The answer? I wish I had one, but I suspect that part of the solution is public conscience. I hope that this undercover expose will drive local communities to make more contact with residential services of all kinds, and not just on open days. If local people become socially involved with such places, become visitors who bring the outside world with them to assist a bit, entertain a bit, ‘be with’ a bit, fewer bullying, torturing criminals will be able to get away with their abuses.
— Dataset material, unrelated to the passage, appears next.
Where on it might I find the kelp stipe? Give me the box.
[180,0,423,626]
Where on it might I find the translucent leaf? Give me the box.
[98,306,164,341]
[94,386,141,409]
We would soon know about the provisions where no one is allowed beyond the visitors’ room, where appointments have to be made to drop in on a friend who lives there, where glossy brochures are nothing but hollow scripts masking neglect, misery, and the annihilation of humanity. Most people have good ‘noses’; they know a bad smell when they find one, but they’re often intimidated by the authority of the system, the people paid to regulate and make safe. But as we pay them, the people who staff those systems and exercise that authority on our behalf, do we not also have some rights to question? Are we not also responsible?